Bij besluit van 5 september 2012 heeft verweerder aan derde-partij, naar aanleiding van haar aanvraag van 30 december 2011, een omgevingsvergunning ingevolge de Wet algemene bepalingen omgevingsrecht (Wabo) verleend voor de activiteit “gebruik van gronden of bouwwerken in strijd met een bestemmingsplan” (artikel 2.1, eerste lid, aanhef en onder c, van de Wabo), ten behoeve van het vestigen van een rustpunt en het geven van 24 workshops per jaar met maximaal 6 personen per workshop in het atelier “ [naam atelier] ” aan de [adres] te Giethoorn.
Tegen dit besluit hebben eisers beroep ingesteld bij de toenmalige rechtbank Oost-Nederland. Deze rechtbank heeft bij uitspraak van 26 februari 2013, zaaknummers 12/2156, 12/2157, 12/2158, 12/2160 en 12/2162, de beroepen gegrond verklaard, de omgevingsvergunning van 5 september 2012 vernietigd en verweerder gelast om opnieuw op de aanvraag te beslissen met inachtneming van hetgeen in de uitspraak is overwogen.
Bij brief van 23 mei 2013 heeft derde-partij verzocht haar aanvraag te wijzigen in die zin dat uitsluitend nog een omgevingsvergunning wordt aangevraagd voor de vestiging van een rustpunt.
Bij besluit van 27 augustus 2013, verzonden op 10 september 2013, heeft verweerder de gevraagde omgevingsvergunning geweigerd.
Tegen dat besluit heeft derde-partij beroep ingesteld. Bij uitspraak van 19 februari 2015, zaaknummer 13/2388, heeft de rechtbank het beroep gegrond verklaard, het bestreden besluit vernietigd en bepaald dat verweerder opnieuw op de aanvraag te beslissen met inachtneming van hetgeen in de uitspraak is overwogen.
Bij besluit van 6 juni 2017 heeft verweerder de gevraagde omgevingsvergunning voor het vestigen van een Rustpunt verleend.
Tegen dat besluit hebben eisers beroep ingesteld. Verweerder heeft een verweerschrift ingediend.
Het onderzoek ter zitting heeft plaatsgevonden op 3 november 2017.
Eisers, zijn verschenen in de personen van [eiseres 1] , [eiser 1]
[naam 1] en [echtgenote] . Verweerder heeft zich laten vertegenwoordigen door zijn gemachtigde drs. G. Rooks en G.D. Klaren.
Derde-partij is verschenen bij haar gemachtigde [naam 2] .

Overwegingen

1. In geschil is de vraag of verweerder bij het bestreden besluit in redelijkheid heeft
kunnen besluiten de door derde-partij gevraagde omgevingsvergunning voor een rustpunt op het perceel [adres] te Giethoorn te verlenen.

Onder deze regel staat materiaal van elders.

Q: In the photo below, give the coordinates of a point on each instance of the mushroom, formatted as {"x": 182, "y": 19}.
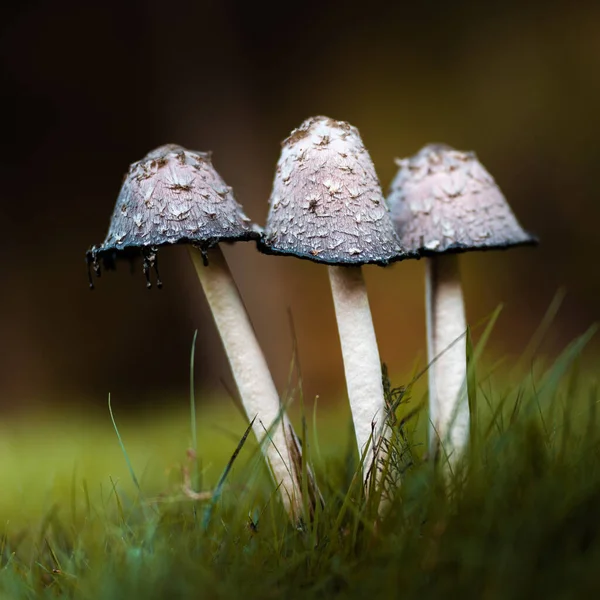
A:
{"x": 327, "y": 206}
{"x": 444, "y": 202}
{"x": 175, "y": 196}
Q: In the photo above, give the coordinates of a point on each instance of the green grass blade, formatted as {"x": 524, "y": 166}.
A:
{"x": 123, "y": 450}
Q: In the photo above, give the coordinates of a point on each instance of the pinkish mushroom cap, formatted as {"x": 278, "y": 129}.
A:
{"x": 171, "y": 196}
{"x": 443, "y": 200}
{"x": 326, "y": 204}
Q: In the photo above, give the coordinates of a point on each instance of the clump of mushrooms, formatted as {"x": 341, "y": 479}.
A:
{"x": 175, "y": 196}
{"x": 327, "y": 206}
{"x": 444, "y": 202}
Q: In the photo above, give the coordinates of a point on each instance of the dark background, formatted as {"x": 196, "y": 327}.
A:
{"x": 90, "y": 87}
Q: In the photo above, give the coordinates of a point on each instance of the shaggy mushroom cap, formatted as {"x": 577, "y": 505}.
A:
{"x": 326, "y": 204}
{"x": 171, "y": 196}
{"x": 443, "y": 201}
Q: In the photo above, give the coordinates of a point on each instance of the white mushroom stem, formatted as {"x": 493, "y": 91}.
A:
{"x": 252, "y": 377}
{"x": 361, "y": 360}
{"x": 446, "y": 351}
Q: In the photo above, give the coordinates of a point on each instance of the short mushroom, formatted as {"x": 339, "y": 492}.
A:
{"x": 175, "y": 196}
{"x": 327, "y": 206}
{"x": 444, "y": 202}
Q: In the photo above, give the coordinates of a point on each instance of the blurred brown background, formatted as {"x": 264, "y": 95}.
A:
{"x": 91, "y": 87}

Gelet op het bepaalde in artikel 3.10, eerste lid, aanhef en onder a, van de Wabo is afdeling 3.4 van de Algemene wet bestuursrecht (Awb) van toepassing op de aanvraag van derde-partij voor een omgevingsvergunning.
Uit het bepaalde in artikel 7:1, eerste lid, aanhef en onder d, van de Awb volgt dat in het geval een besluit is voorbereid met afdeling 3.4 van de Awb, de bezwaarprocedure niet van toepassing is. Tegen het bestreden besluit is daarom terecht rechtstreeks beroep ingesteld bij de rechtbank.
Het perceel [adres] te Giethoorn is gelegen in Jonen, een kleine buurtschap van tien woningen nabij het natuurgebied de Wieden dat is aangewezen als beschermd dorpsgezicht. Eisers [naam 1] en [echtgenote] wonen in Jonen. Eisers [eiseres 1] , [eiseres 1] [eiser 3] [eiseres 2] en [eiser 2] zijn eigenaren van woningen in Jonen, waar zij regelmatig tijdelijk verblijven. Zij kunnen daarom allen als belanghebbenden bij de geweigerde omgevingsvergunning worden aangemerkt.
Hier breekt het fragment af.